Police Chief Duane Whitely said the information in that year-old report was probably not known to Kerstetter when he went to Palmer’s home shortly before 10 p.m. Monday.

He said he still hasn’t listened to the police radio traffic of the incident, but he said Kerstetter obviously didn’t feel he was in danger.

“When we go on a call, we react to what we know is happening — not what we think is going to happen,” he said.

Joyce Price, wife of George Price, remembers the 2009 incident involving Ronald Palmer.

“We had never seen that side of Ronnie before,” she said. “The man worked and came home to his wife, and she liked to work in her yard. They have been together since they were teenagers and were the type of people who you didn’t have to speak to first. They always spoke.”

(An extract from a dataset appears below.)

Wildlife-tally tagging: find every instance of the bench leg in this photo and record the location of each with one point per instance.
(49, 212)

Wonder said there were a few things that would set off Palmer. He loved his home and was particular about his property. Police said the catalyst to Monday’s deadly chain of events may have been that neighborhood children had come into Palmer’s backyard and were playing with his fish pond.

Joyce Price said she saw Palmer talking to a bunch of kids around 5 p.m. Monday. He was agitated and parked in the middle of the street, leaving little room for her to maneuver her car.

“I didn’t think much about it until later in the night,” she said. “He’s the type of person who would have moved over.”

Until Monday, Palmer appeared to be a guy everyone liked.

Fellow co-workers at the Ford plant were stunned to learn of Palmer’s involvement in the shooting.

“He was a very happy-go-lucky guy,’’ said a co-worker who asked not to be identified. “He was a nice guy — he treated people with respect. He wasn’t a person that was a troublemaker at work.’’

He said Palmer was known for bopping around the plant on jazz night, when the crew would turn the radio to a jazz station while they worked.

The co-worker said Palmer, who hadn’t been at work lately, was known to have had a domestic problem with his wife late last year, and that Palmer said he was seeing a counselor to work out their problems.

But as to what happened Monday night?

“Never, ever would I think that it would be that guy,’’ he said.